In this case, unannotated assets will be stored and loaded as Pandas DataFrames.
"""
return pd.DataFrame
defs = Definitions(
assets=[iris_data, rose_data],
resources={
"io_manager": MyBigQueryIOManager(project="my-gcp-project", dataset="FLOWERS")
},
)
Executing custom SQL commands with the BigQuery resource
In addition to the BigQuery I/O manager, Dagster also provides a BigQuery resource for executing custom SQL queries.
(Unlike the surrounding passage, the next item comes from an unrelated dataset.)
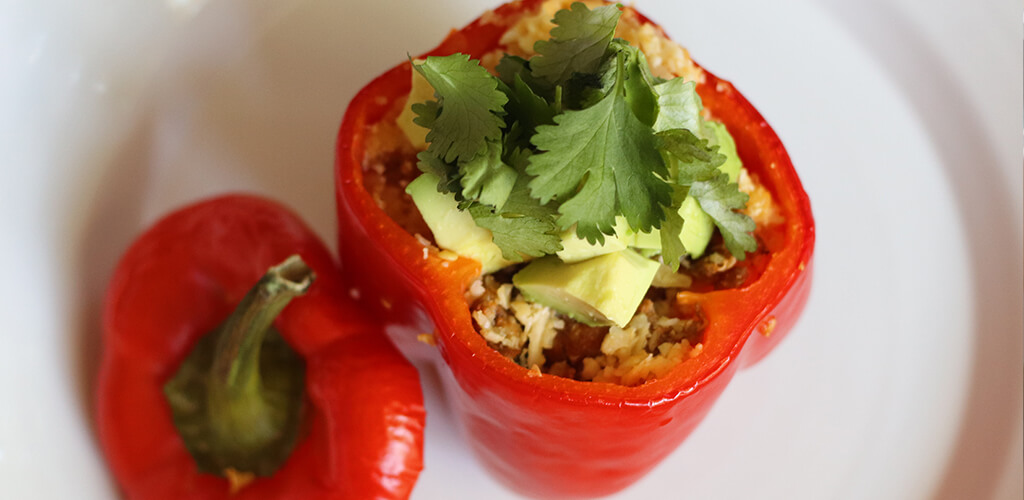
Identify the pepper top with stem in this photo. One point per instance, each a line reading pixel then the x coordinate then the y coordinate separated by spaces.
pixel 238 399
from dagster_gcp import BigQueryResource
from dagster import Definitions, asset
# this example executes a query against the IRIS.IRIS_DATA table created in Step 2 of the
# Using Dagster with BigQuery tutorial
@asset
def small_petals(bigquery: BigQueryResource):
with bigquery.get_client() as client:
return client.query(
'SELECT * FROM IRIS.IRIS_DATA WHERE "petal_length_cm" < 1 AND'
' "petal_width_cm" < 1',
).result()
defs = Definitions(
assets=[small_petals],
resources={
"bigquery": BigQueryResource(
project="my-gcp-project",
location="us-east5",
)
},
)
In this example, we attach the BigQuery resource to the small_petals asset. In the body of the asset function, we use the get_client context manager method of the resource to get a bigquery.client.Client. We can use the client to execute a custom SQL query against the IRIS_DATA table created in Step 2: Create tables in BigQuery of the Using Dagster with BigQuery tutorial.